Sophie Klahr‘s poem, “50 Ways,” appears in our Spring 2012 issue, guest edited by Nick Flynn. “50 Ways” opens with these lines:
I can turn the space of him over in my hands. See if it comes apart, if it’s permeable. Does it keep time, shrink, dissolve on flesh. Does it bounce. Can I back that thing up. Can I see if it stands, if it cuts correctly. If it can clothe me.
Here, Sophie Klahr describes her process:
I started writing this poem in the third afternoon of a solo three-day drive, after listening to Anne Carson’s “Cassandra Float Can,” on repeat, and recalling Carson’s idea about edges from her book “Eros the Bittersweet.” The title “50 Ways” refers to Paul Simon’s 1975 hit song “50 Ways To Leave Your Lover,” however, unlike the song, the speaker in this poem offers no sweet winking advice—this is a snapshot of a fragmented interior.

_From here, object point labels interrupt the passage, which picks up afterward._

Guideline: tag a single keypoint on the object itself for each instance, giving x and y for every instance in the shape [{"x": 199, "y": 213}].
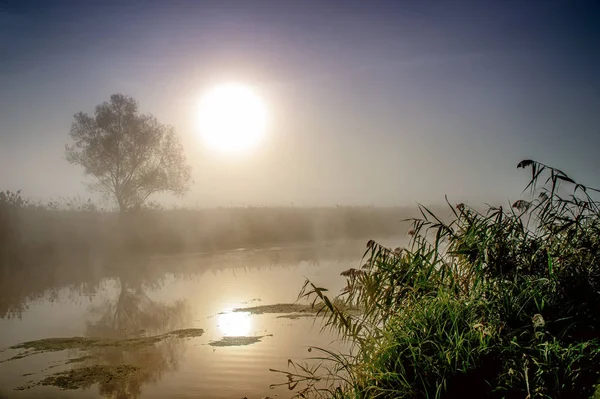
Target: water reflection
[
  {"x": 140, "y": 298},
  {"x": 234, "y": 324}
]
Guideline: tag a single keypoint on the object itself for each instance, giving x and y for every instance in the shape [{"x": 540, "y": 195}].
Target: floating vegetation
[
  {"x": 279, "y": 308},
  {"x": 501, "y": 303},
  {"x": 84, "y": 377},
  {"x": 84, "y": 343},
  {"x": 238, "y": 341}
]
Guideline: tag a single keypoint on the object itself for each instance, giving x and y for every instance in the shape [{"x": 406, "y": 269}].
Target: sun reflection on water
[{"x": 234, "y": 324}]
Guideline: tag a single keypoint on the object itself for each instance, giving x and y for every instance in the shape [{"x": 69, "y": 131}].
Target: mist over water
[{"x": 139, "y": 297}]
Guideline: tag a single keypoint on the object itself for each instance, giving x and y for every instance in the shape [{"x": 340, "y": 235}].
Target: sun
[{"x": 232, "y": 118}]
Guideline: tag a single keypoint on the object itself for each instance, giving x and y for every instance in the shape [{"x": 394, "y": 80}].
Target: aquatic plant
[{"x": 501, "y": 304}]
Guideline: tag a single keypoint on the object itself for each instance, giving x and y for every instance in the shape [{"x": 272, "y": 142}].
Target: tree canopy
[{"x": 129, "y": 155}]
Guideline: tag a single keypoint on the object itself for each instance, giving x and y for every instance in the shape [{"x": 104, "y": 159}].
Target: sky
[{"x": 369, "y": 102}]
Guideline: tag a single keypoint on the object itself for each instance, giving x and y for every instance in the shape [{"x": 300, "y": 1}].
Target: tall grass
[{"x": 501, "y": 304}]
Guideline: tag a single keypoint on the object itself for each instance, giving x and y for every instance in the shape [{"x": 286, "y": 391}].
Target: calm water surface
[{"x": 142, "y": 297}]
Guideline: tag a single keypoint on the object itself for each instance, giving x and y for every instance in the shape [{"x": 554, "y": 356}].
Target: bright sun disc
[{"x": 232, "y": 118}]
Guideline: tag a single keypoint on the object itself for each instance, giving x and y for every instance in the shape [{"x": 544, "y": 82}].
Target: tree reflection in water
[{"x": 133, "y": 314}]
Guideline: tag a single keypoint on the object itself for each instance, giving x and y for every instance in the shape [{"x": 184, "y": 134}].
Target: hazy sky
[{"x": 370, "y": 102}]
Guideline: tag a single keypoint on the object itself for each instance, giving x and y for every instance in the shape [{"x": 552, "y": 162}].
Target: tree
[{"x": 130, "y": 155}]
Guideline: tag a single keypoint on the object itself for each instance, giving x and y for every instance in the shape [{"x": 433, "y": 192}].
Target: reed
[{"x": 503, "y": 303}]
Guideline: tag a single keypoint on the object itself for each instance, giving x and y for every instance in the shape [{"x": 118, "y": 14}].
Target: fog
[{"x": 146, "y": 252}]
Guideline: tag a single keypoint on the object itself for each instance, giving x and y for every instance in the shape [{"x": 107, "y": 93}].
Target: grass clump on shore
[{"x": 496, "y": 304}]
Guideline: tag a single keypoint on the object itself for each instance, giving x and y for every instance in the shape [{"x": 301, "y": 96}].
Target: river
[{"x": 129, "y": 312}]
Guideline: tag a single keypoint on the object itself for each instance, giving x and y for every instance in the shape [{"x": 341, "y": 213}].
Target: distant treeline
[{"x": 75, "y": 227}]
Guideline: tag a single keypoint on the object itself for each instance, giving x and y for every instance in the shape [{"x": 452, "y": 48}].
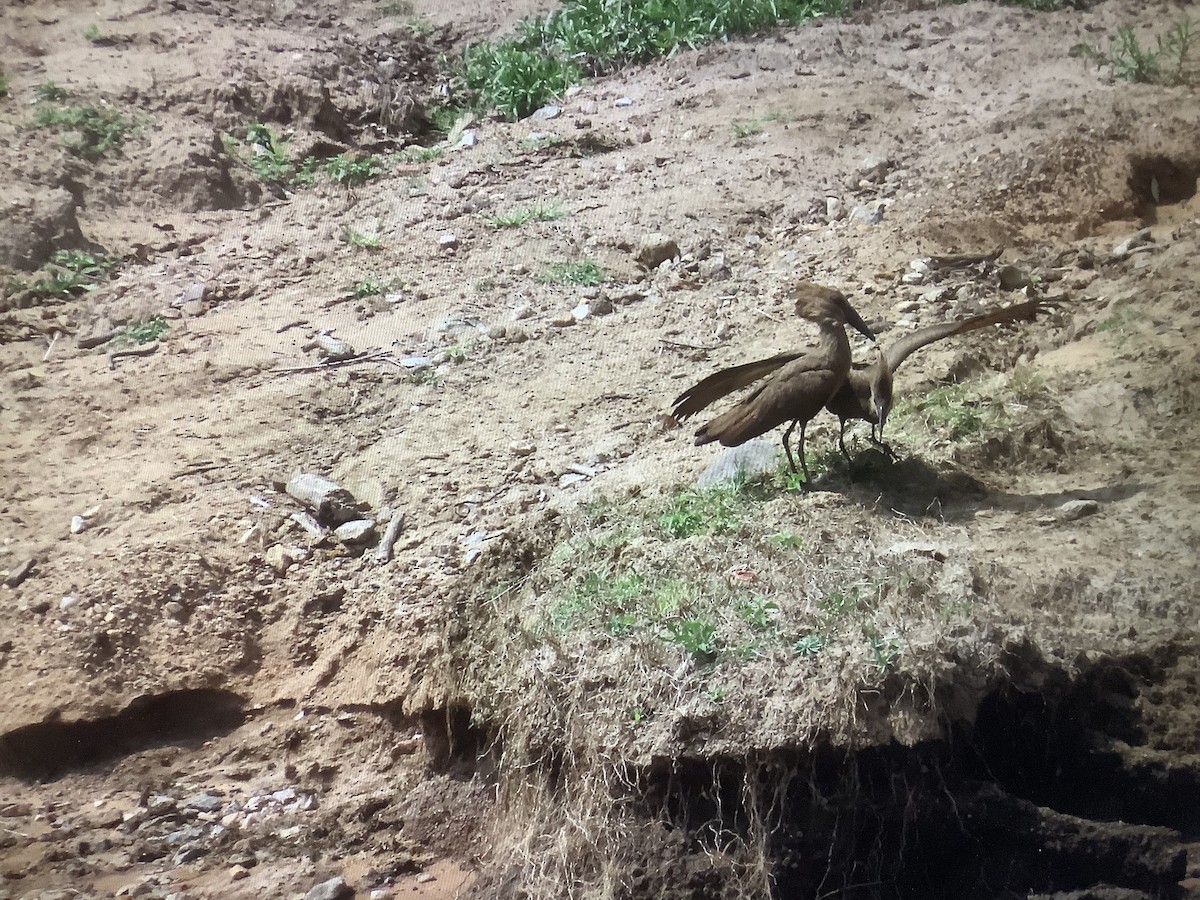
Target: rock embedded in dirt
[
  {"x": 1074, "y": 510},
  {"x": 331, "y": 502},
  {"x": 754, "y": 457},
  {"x": 359, "y": 531},
  {"x": 655, "y": 249},
  {"x": 333, "y": 889},
  {"x": 19, "y": 573}
]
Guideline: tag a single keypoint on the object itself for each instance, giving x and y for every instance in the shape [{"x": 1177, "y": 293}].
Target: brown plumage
[
  {"x": 797, "y": 391},
  {"x": 867, "y": 393}
]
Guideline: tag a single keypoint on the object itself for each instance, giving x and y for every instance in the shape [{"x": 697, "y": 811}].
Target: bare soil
[{"x": 199, "y": 701}]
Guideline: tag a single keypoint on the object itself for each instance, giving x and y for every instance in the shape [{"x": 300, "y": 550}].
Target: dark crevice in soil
[
  {"x": 1055, "y": 787},
  {"x": 185, "y": 718},
  {"x": 1162, "y": 181}
]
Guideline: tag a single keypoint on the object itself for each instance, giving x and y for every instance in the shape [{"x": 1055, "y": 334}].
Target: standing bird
[
  {"x": 867, "y": 391},
  {"x": 796, "y": 393}
]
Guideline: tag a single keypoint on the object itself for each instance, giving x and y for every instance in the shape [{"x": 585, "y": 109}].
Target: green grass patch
[
  {"x": 594, "y": 37},
  {"x": 525, "y": 215},
  {"x": 70, "y": 273},
  {"x": 581, "y": 271},
  {"x": 747, "y": 130},
  {"x": 363, "y": 240},
  {"x": 51, "y": 93},
  {"x": 352, "y": 172},
  {"x": 91, "y": 132},
  {"x": 417, "y": 155},
  {"x": 137, "y": 334},
  {"x": 1169, "y": 61}
]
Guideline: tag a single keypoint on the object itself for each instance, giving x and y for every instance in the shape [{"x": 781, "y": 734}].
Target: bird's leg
[
  {"x": 841, "y": 443},
  {"x": 787, "y": 449},
  {"x": 804, "y": 465},
  {"x": 885, "y": 448}
]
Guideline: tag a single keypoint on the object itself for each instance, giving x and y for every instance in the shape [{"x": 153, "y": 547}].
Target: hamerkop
[
  {"x": 797, "y": 391},
  {"x": 867, "y": 391}
]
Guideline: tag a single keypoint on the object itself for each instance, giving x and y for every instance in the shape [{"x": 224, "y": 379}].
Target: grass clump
[
  {"x": 593, "y": 37},
  {"x": 346, "y": 171},
  {"x": 525, "y": 215},
  {"x": 51, "y": 93},
  {"x": 363, "y": 240},
  {"x": 70, "y": 273},
  {"x": 93, "y": 131},
  {"x": 582, "y": 271},
  {"x": 1170, "y": 61}
]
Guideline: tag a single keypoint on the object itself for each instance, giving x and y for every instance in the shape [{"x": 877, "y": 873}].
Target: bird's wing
[
  {"x": 797, "y": 391},
  {"x": 725, "y": 382},
  {"x": 901, "y": 349}
]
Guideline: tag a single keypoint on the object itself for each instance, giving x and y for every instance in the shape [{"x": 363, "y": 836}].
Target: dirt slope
[{"x": 168, "y": 677}]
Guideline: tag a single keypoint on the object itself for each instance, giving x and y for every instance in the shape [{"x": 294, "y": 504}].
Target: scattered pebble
[
  {"x": 359, "y": 531},
  {"x": 333, "y": 889},
  {"x": 655, "y": 249},
  {"x": 1073, "y": 510}
]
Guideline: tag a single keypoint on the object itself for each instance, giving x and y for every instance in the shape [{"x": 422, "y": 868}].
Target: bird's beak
[{"x": 855, "y": 319}]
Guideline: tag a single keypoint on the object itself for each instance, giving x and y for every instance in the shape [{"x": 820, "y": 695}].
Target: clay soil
[{"x": 198, "y": 700}]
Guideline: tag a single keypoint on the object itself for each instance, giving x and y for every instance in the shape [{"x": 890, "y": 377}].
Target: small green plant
[
  {"x": 621, "y": 624},
  {"x": 51, "y": 93},
  {"x": 594, "y": 37},
  {"x": 786, "y": 541},
  {"x": 1168, "y": 63},
  {"x": 540, "y": 142},
  {"x": 839, "y": 604},
  {"x": 712, "y": 511},
  {"x": 343, "y": 169},
  {"x": 363, "y": 240},
  {"x": 583, "y": 271},
  {"x": 1122, "y": 322},
  {"x": 759, "y": 613},
  {"x": 523, "y": 215},
  {"x": 717, "y": 694},
  {"x": 145, "y": 331},
  {"x": 443, "y": 119},
  {"x": 396, "y": 9},
  {"x": 93, "y": 131},
  {"x": 366, "y": 287},
  {"x": 69, "y": 273},
  {"x": 138, "y": 333},
  {"x": 883, "y": 652},
  {"x": 696, "y": 637},
  {"x": 745, "y": 130},
  {"x": 417, "y": 155},
  {"x": 809, "y": 645}
]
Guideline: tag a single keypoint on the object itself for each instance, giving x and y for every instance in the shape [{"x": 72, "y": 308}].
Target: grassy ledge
[{"x": 594, "y": 37}]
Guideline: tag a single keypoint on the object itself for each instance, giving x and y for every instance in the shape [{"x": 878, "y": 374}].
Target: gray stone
[
  {"x": 360, "y": 531},
  {"x": 333, "y": 889},
  {"x": 754, "y": 457},
  {"x": 1077, "y": 509},
  {"x": 328, "y": 499},
  {"x": 655, "y": 249},
  {"x": 19, "y": 573},
  {"x": 204, "y": 802},
  {"x": 867, "y": 214}
]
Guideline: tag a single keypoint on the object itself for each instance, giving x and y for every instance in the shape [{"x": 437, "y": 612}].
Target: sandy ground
[{"x": 287, "y": 701}]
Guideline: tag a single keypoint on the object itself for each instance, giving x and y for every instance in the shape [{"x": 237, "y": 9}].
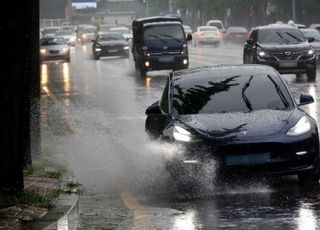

Having formally trained as a dancer until my late teenage years, and occasionally delving back into movement studies through my twenties, I often find myself thinking very specifically about the negotiation of literal and figurative space between people. This predisposition often translates into my poems; I am interested in boundaries and liminal spaces. I am interested in risk. I don’t like to think of poems as problems, but maybe this one is. Maybe it is an experiment in choreography – it offers opportunities in the way that we make offerings to one who is grieving, asking, do you want anything, do you need anything, what can I do?